Vocabulary Activity: Virtual Museum Travel
I was walking through the aviary at the zoo on Sunday when the word “gregarious” caught my eye. Now “gregarious” is a word I love, as I remember it by thinking of the gregarious Greg Brady from The Brady Bunch…but in this case it was describing a chatty bird, rather than a chatty 70’s show icon.
I quickly snapped a photo to add to my “found vocabulary” collection and moved on, but later, I couldn’t stop thinking about what a great vocabulary activity writing museum signs could be.
So my inspiration for this week’s fun vocabulary activity comes from the last several months of “vocabulary spotting” at museums-whether it be the Missouri History Museum or the Aviary at the St. Louis Zoo.
Step 1: Ask your students what they love, or what their hobbies are (i.e. Superheroes, My Little Pony, Plants, Japanese Comic Books, Cars, Cheerleading-whatever it may be). Next, have them plan a museum based around that love/hobby. If you want, have them check out this list of museums for ideas, but let them know it can be as creative as they want!
Step 2: Have them decide upon 4 items they want to display in their museum (you can add to this specific number of items, I am just keeping it at a class period minimum).
Step 3: Ask students to write out the placards for each display item, using at least 2 vocabulary words per placard (see “Virtual Museum” vocabulary handout). Tell students that when writing the placard, the goal is to explain the significance of each item-why is it important in the collection and what is its function.
Not only does the writing of the placards involve vocabulary practice, but it is also a great writing project that can improve students’ writing skills in the informational and technical writing fields (see Writing Common Core Standard 2!).
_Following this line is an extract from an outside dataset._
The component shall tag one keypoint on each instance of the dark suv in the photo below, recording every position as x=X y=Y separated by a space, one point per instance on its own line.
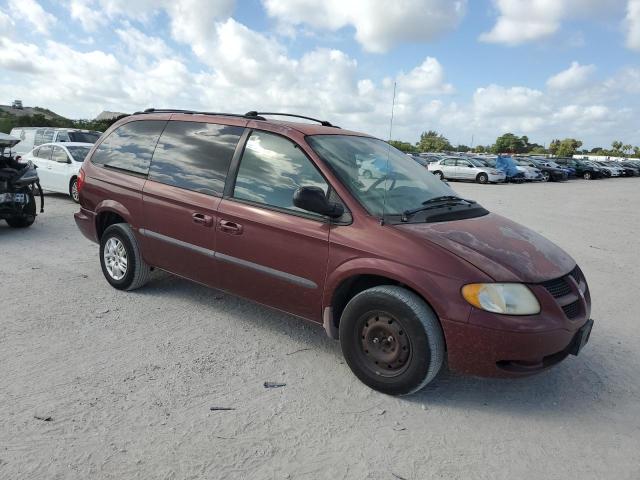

They can draw or find pictures of each item to add next to each placard, if you are using the handout for the final tour-see “Alternatives” at the end of the directions if you wanted to expand this activity.
Step 4: Have students write a “Welcome to the museum” at the top of their vocabulary worksheet, with the overall history of the subject, what the student hopes visitors will get out of the museum tour, etc. Have students use at least 3 vocabulary words in their welcome.
Step 5: Hang up the “virtual museum” pages around the classroom and have students “tour” the various museums, leaving comment cards for at least 5 of the museums (I would require each comment card to contain at least 1 vocabulary word used in context).
A. Have students create actual virtual museums: Check out Virtual Free Sites for museum inspirations and use Glogster to create the posters. Students can still take tours of other students work and leave comments.
B. Have students create larger posters or trifold display boards for a more formalized effect. This activity can be combined with science or history projects!
C. Have students bring in actual items to place next to placards and place “museums” on various tables around the room. Perhaps host 5 tours a day for students to check out and comment on the museums during free time.
This museum tour is hopefully another vocabulary resource in which students can learn to associate vocabulary words with the hobbies they love, and everyone gets a chance to learn more about each student! Vocabulary acquisition made fun AND educational.
Common Core Standards Adressed:
Language Standard 4: Determining Word Meaning
Language Standard 6: Acquire and Use Words Accurately in Specific Situations
Writing Standard 2: Write informative/explanatory texts to examine a topic and convey ideas, concepts, and information through the selection, organization, and analysis of relevant content.